Texas Tech swept the team titles on both the men’s and women’s sides.
Men’s Discus Throw
Lucas Williams – 50.42m (Personal Best)
Men’s Pole Vault
Nick Bianco – 5.06m (Personal Best)
Women’s High Jump
Ava Goetz – 1.74m (Personal Best) – 8th place – All-Big 12
Riley Ward – 1.74m – 10th place
Women’s Discus
Elena Opp – 42.07m
Amanda Opp – 41.62m
Men’s 4×100-Meter Relay – 41.11
Danny Tragarz, Cade Vanhout, Joshua Johnson, Nick Gehring
All-Conference
Women’s 4×100-Meter Relay – 45.19 (Season Best)
Aubrey Leneweaver, Emma Pollak, Myla Wilkes, Nylah Perry
All-Conference
Men’s 800 Meters
Drew Costelow – 1:47.56 – 8th place – All-Big 12
Men’s 5,000 Meters
Charles Robertson – 13:51.41
Lukas Haug – 13:52.85
Grady Rauba – 13:53.50 (Personal Best)
Ethan Edgeworth – 14:05.46
Women’s 5,000 Meters
Jessie Secor – 15:58.73
Men’s 4×400-Meter Relay – 3:15.68
AJ Glavicic, Danny Tragarz, Cole Romig, Nick Gehring
Women’s 4×400-Meter Relay – 3:38.28 (Season Best)

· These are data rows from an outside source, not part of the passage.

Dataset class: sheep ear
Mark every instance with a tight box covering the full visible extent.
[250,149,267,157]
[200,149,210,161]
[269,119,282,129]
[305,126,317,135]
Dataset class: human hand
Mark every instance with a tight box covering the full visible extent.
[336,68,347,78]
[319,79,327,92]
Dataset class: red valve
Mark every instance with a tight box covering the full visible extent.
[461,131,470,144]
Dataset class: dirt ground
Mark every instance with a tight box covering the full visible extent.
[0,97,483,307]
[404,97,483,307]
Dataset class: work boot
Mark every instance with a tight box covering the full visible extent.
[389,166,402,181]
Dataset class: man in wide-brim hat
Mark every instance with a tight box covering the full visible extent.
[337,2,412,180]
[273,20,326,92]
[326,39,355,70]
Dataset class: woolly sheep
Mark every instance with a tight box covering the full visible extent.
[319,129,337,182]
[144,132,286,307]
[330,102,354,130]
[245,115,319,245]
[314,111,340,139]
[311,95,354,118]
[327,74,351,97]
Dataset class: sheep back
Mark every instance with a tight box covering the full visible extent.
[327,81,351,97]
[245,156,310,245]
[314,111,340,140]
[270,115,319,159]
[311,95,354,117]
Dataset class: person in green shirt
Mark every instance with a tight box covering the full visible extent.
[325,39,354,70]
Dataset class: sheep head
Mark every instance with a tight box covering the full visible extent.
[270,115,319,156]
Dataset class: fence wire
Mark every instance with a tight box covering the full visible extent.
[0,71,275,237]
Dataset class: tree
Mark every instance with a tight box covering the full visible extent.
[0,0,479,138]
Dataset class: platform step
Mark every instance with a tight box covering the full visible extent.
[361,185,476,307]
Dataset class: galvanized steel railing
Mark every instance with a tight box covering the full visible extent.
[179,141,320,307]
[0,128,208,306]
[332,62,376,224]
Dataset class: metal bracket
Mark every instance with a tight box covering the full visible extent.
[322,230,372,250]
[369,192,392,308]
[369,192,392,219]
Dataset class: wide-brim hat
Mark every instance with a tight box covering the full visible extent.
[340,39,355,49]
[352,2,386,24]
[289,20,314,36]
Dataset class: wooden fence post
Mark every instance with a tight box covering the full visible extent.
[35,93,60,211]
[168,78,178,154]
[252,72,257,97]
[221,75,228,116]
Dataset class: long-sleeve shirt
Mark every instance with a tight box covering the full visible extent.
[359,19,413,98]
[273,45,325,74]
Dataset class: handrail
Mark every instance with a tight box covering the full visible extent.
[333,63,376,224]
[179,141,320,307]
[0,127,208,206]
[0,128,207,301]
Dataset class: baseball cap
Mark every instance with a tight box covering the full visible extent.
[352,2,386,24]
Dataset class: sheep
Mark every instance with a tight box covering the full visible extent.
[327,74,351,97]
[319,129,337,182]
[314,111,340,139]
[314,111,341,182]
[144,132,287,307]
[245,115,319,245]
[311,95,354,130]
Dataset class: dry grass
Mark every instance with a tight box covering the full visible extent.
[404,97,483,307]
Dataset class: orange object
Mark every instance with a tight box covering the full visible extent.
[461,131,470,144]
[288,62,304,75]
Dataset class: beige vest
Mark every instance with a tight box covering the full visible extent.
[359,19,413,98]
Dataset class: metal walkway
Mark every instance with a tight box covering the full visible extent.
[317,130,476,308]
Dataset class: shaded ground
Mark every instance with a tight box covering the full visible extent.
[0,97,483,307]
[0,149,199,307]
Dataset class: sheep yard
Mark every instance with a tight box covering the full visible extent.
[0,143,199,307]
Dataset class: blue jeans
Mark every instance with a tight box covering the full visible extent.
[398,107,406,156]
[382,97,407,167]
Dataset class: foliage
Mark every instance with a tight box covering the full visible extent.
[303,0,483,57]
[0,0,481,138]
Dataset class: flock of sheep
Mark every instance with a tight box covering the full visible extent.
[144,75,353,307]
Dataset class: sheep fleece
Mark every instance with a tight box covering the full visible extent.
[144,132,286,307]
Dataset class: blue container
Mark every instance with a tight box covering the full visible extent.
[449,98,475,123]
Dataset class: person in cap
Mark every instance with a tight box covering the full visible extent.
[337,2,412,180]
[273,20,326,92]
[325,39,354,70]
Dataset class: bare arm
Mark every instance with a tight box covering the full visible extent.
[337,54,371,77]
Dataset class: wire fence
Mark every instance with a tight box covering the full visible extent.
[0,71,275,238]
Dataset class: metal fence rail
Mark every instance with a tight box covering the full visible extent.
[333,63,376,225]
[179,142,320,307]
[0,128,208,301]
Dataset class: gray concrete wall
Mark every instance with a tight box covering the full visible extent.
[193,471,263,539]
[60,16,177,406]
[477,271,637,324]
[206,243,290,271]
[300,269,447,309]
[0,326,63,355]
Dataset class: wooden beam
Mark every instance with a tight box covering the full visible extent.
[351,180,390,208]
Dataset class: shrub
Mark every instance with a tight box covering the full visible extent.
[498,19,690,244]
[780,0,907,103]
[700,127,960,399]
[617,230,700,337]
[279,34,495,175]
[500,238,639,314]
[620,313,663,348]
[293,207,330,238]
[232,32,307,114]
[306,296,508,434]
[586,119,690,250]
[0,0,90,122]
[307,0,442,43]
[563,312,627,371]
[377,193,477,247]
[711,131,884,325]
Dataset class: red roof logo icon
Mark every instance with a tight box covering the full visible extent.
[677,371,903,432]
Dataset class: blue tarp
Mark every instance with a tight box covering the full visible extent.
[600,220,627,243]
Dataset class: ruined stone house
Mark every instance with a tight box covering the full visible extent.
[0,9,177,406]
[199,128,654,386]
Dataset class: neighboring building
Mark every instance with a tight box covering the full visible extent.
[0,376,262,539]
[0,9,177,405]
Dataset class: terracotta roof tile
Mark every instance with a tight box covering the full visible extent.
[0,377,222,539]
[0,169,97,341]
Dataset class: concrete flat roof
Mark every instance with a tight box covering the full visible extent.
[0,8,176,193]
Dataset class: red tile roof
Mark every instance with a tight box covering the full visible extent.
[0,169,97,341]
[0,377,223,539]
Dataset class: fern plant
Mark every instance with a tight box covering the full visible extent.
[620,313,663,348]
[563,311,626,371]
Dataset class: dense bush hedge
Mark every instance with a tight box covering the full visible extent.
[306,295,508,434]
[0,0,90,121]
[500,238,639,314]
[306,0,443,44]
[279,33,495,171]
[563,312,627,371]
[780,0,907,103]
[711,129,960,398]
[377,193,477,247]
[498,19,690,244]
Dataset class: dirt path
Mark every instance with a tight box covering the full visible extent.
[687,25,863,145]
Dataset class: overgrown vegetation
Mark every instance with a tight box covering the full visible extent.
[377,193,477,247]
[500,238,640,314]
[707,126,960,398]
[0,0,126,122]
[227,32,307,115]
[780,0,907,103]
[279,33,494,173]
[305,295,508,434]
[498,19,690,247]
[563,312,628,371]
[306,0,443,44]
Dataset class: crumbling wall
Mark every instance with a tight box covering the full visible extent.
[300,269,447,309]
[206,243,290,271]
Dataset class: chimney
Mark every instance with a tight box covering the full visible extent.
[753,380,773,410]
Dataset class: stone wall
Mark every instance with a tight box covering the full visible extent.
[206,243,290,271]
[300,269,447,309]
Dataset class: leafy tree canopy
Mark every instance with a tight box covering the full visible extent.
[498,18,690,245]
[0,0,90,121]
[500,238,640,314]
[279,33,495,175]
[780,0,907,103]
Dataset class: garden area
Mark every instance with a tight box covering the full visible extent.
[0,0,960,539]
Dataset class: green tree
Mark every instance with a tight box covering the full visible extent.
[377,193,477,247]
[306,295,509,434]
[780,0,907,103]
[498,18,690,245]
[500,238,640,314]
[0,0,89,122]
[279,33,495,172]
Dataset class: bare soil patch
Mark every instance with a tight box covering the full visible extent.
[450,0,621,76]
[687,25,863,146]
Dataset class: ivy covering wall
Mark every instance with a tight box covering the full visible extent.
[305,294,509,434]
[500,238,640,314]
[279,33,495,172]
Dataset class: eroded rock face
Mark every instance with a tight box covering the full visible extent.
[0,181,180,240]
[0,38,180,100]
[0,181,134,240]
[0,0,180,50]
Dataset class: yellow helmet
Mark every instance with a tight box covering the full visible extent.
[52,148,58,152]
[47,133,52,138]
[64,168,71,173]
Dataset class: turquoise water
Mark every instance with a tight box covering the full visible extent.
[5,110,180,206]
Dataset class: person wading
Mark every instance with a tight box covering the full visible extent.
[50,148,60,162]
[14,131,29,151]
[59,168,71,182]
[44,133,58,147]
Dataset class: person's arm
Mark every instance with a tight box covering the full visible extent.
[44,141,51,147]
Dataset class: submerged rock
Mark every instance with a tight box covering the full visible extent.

Aubrey Leneweaver, Emma Pollak, Myla Wilkes, Nylah Perry
As of Sunday, 19 Buffs rank among the top 48 in the West Region, with final rankings set to be released Monday. Nick Bianco and John Swabik have qualified for the NCAA Championships in the decathlon.
The NCAA West First Round will be held May 28–31 in College Station, Texas, hosted by Texas A&M. The top 48 individuals in each event, and the top 24 in the multis, will advance to NCAA postseason competition.